Monitor, analyze, and compare W&B training runs.

Setup

bash

wandb login
# Or set WANDB_API_KEY in environment

Scripts

Characterize a Run (Full Health Analysis)

bash

~/clawd/venv/bin/python3 ~/clawd/skills/wandb/scripts/characterize_run.py ENTITY/PROJECT/RUN_ID

Analyzes:

•Loss curve trend (start → current, % change, direction)
•Gradient norm health (exploding/vanishing detection)
•Eval metrics (if present)
•Stall detection (heartbeat age)
•Progress & ETA estimate
•Config highlights
•Overall health verdict

Options: --json for machine-readable output.

Watch All Running Jobs

bash

~/clawd/venv/bin/python3 ~/clawd/skills/wandb/scripts/watch_runs.py ENTITY [--projects p1,p2]

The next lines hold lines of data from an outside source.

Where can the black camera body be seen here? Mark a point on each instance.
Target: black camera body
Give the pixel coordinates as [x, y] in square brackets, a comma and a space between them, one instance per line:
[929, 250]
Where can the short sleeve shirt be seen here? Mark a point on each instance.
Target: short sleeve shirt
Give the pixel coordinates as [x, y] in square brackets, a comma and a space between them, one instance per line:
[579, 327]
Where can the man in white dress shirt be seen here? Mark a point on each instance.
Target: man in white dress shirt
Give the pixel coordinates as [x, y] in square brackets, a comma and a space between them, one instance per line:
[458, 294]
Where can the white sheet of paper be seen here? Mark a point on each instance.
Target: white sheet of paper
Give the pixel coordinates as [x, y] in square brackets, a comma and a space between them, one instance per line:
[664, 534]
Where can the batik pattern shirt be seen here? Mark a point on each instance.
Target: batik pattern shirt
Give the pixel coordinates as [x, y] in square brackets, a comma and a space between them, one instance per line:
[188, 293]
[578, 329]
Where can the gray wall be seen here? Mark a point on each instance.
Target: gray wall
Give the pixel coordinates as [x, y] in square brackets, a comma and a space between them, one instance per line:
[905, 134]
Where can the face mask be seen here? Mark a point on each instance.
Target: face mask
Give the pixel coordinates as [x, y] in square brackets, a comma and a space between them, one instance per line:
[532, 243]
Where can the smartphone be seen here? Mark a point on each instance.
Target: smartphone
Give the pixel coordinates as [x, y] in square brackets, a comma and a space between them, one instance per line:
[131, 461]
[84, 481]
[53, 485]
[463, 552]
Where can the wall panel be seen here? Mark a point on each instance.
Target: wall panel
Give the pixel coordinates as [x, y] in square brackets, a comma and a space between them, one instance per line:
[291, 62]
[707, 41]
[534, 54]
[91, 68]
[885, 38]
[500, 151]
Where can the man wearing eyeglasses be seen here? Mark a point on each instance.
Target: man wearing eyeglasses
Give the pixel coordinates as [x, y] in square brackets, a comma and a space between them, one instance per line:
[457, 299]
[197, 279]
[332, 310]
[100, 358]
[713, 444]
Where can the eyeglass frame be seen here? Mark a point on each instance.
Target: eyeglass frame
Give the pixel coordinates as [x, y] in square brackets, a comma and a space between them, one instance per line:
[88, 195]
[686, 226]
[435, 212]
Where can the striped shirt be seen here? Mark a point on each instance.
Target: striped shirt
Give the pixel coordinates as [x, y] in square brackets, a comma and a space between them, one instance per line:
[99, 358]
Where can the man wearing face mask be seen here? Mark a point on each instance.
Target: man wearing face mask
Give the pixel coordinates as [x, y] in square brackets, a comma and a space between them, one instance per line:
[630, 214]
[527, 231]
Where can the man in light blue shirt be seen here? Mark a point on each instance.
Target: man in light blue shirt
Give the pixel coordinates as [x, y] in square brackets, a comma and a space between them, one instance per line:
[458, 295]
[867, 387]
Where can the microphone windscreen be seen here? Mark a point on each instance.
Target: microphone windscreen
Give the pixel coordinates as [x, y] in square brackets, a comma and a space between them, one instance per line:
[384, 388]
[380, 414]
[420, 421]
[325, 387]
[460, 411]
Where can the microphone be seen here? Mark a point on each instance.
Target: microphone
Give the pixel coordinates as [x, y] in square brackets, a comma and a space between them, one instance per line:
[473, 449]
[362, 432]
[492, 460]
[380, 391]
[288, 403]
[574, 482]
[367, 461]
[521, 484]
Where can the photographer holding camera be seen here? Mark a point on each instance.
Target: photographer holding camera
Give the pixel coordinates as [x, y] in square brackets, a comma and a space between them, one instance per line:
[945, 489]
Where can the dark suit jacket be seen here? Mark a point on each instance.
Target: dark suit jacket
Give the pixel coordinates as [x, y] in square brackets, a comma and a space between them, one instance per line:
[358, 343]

Quick health summary of all running jobs plus recent failures/completions. Ideal for morning briefings.

Options:

•--projects p1,p2 — Specific projects to check
•--all-projects — Check all projects
•--hours N — Hours to look back for finished runs (default: 24)
•--json — Machine-readable output

Compare Two Runs

bash

~/clawd/venv/bin/python3 ~/clawd/skills/wandb/scripts/compare_runs.py ENTITY/PROJECT/RUN_A ENTITY/PROJECT/RUN_B

Side-by-side comparison:

•Config differences (highlights important params)
•Loss curves at same steps
•Gradient norm comparison
•Eval metrics
•Performance (tokens/sec, steps/hour)
•Winner verdict

Python API Quick Reference

python

import wandb
api = wandb.Api()

# Get runs
runs = api.runs("entity/project", {"state": "running"})

# Run properties
run.state      # running | finished | failed | crashed | canceled
run.name       # display name
run.id         # unique identifier
run.summary    # final/current metrics
run.config     # hyperparameters
run.heartbeat_at # stall detection

# Get history
history = list(run.scan_history(keys=["train/loss", "train/grad_norm"]))

Metric Key Variations

Scripts handle these automatically:

•Loss: train/loss, loss, train_loss, training_loss
•Gradients: train/grad_norm, grad_norm, gradient_norm
•Steps: train/global_step, global_step, step, _step
•Eval: eval/loss, eval_loss, eval/accuracy, eval_acc

Health Thresholds

•Gradients > 10: Exploding (critical)
•Gradients > 5: Spiky (warning)
•Gradients < 0.0001: Vanishing (warning)
•Heartbeat > 30min: Stalled (critical)
•Heartbeat > 10min: Slow (warning)

Integration Notes

For morning briefings, use watch_runs.py --json and parse the output.

For detailed analysis of a specific run, use characterize_run.py.

For A/B testing or hyperparameter comparisons, use compare_runs.py.